Symmetry breaking in Pottsφ3field theory. Crossover in random ferromagnets

Abstract

We investigate the effects of quadratic and trilinear symmetry breaking in a ${\phi }^3$ field theory for the ($n+1\mathrm{}$)-state Potts model by means of renormalized perturbation theory to one-loop order in dimension $d=6-\epsilon$. For $n+1=2^m$ the break in quadratic symmetry splits the field into $m$ critical and $n-m$ noncritical components, and we allow for three trilinear couplings $v$, $w$, $z$ between different field components. In the limit $n=m=0\mathrm{}$ the Hamiltonian represents a bond-diluted Ising ferromagnet near the percolation threshold with anisotropy parameter ${\tilde{m}}^2\approx e^{-\frac{2J}{T}}$ and critical mass $t=p_c\mathrm{}\left(T\right)-p$, where $T$ is the absolute temperature, $p$ the concentration of occupied bonds, and $p_c\mathrm{}\left(T\right)\mathrm{}$ a point on the critical line. We find that for any nonzero quadratic anisotropy there are only nonsymmetric trilinear fixed-point (FP) couplings $v^{*}\left(\tilde{\mu }\right)$, $w^{*}\left(\tilde{\mu }\right)$, $z^{*}\left(\tilde{\mu }\right)$; $\tilde{\mu }=\frac{\tilde{m}}{\kappa }$ and $\kappa$ is a scale parameter. The multicritical percolation point $v_{\mathrm{II}}^{*}\mathrm{}\left(0\right)=w_{\mathrm{II}}^{*}\mathrm{}\left(0\right)=z_{\mathrm{II}}^{*}\mathrm{}\left(0\right)={\left(\frac{2\epsilon }{7}\right)}^{\frac{1}{2}}$ is the only symmetric FP in the parameter space ($v, w, z$), and it is not completely stable under trilinear symmetry breaking even in the absence of quadratic anisotropy, since the stability matrix has a marginal eigenvector.

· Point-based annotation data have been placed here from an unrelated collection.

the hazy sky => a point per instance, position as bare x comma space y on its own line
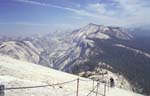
31, 16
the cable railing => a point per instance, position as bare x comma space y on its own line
77, 92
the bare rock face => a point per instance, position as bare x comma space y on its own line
19, 50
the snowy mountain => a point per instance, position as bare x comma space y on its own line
15, 73
81, 43
95, 46
90, 52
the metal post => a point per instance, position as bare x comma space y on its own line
97, 89
77, 94
105, 89
93, 84
2, 90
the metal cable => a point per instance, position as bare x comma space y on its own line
40, 85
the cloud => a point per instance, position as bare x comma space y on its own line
23, 23
116, 12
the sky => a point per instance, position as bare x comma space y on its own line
19, 17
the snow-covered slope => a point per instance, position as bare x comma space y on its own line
20, 50
80, 44
14, 73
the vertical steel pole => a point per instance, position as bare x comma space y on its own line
2, 90
77, 94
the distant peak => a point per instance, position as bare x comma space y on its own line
92, 24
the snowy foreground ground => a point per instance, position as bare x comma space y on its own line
15, 73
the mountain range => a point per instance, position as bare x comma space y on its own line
88, 50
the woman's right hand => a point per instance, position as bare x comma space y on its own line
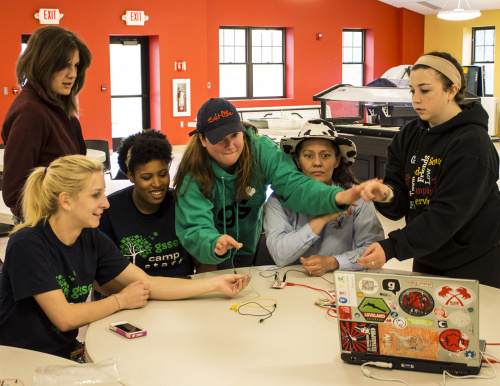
135, 295
350, 196
225, 243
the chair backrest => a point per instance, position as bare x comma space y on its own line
102, 145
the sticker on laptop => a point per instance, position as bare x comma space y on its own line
374, 309
344, 312
368, 285
416, 302
413, 342
454, 340
391, 285
361, 337
399, 322
453, 295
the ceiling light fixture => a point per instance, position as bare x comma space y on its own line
459, 13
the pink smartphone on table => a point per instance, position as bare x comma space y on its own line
128, 330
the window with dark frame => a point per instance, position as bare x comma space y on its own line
252, 62
130, 87
353, 57
483, 54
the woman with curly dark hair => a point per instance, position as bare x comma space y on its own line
141, 218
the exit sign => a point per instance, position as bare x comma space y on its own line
135, 17
48, 16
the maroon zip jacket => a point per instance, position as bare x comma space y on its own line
34, 132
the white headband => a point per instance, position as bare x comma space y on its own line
442, 65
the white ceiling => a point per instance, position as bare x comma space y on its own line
432, 7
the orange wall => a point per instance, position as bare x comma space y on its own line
188, 30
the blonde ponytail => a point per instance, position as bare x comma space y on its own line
40, 195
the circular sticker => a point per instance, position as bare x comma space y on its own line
454, 340
453, 295
399, 323
368, 285
416, 302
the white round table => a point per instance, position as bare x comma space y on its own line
203, 341
20, 364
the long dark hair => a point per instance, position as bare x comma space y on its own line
48, 51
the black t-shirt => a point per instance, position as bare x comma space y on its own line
146, 240
36, 261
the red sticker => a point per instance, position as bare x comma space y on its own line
361, 337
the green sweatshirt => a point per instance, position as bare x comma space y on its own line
199, 222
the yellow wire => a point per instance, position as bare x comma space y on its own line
240, 304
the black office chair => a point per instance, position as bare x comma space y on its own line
102, 145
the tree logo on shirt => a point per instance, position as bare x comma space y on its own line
64, 284
132, 246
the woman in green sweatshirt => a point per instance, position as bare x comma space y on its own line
221, 188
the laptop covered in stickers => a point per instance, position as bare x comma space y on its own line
413, 321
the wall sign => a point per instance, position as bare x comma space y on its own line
48, 16
135, 17
182, 97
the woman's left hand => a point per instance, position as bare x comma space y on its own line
231, 285
372, 257
376, 191
318, 265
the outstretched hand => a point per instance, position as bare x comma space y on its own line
318, 265
376, 191
350, 196
225, 243
135, 295
372, 257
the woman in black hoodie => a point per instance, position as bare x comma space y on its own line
443, 171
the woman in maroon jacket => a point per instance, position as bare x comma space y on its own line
41, 124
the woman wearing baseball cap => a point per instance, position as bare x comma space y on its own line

Starting from the percolation point we find that, despite a break in trilinear symmetry induced by quadratic anisotropy, there is a crossover to the critical line with asymptotic mean-field exponents. The flow of the couplings and the effective exponents for the crossover are calculated. A further result is that trilinear symmetry breaking yields a new completely stable, asymmetric FP $v_{\mathrm{I}}^{*}=z_{\mathrm{I}}^{*}=0\mathrm{}$, $\frac{w_{\mathrm{I}}^{*2\mathrm{}}\left(\tilde{\mu }\right)}{(1+{\tilde{\mu }}^2)}=\frac{2\epsilon }{7}$, with nonclassical critical exponents ${\eta }_{\mathrm{I}}=+\frac{\epsilon }{21}$, ${\nu }_{\mathrm{I}}^{-1\mathrm{}}-2=\frac{5\epsilon }{21}$ for all finite $\tilde{\mu }$.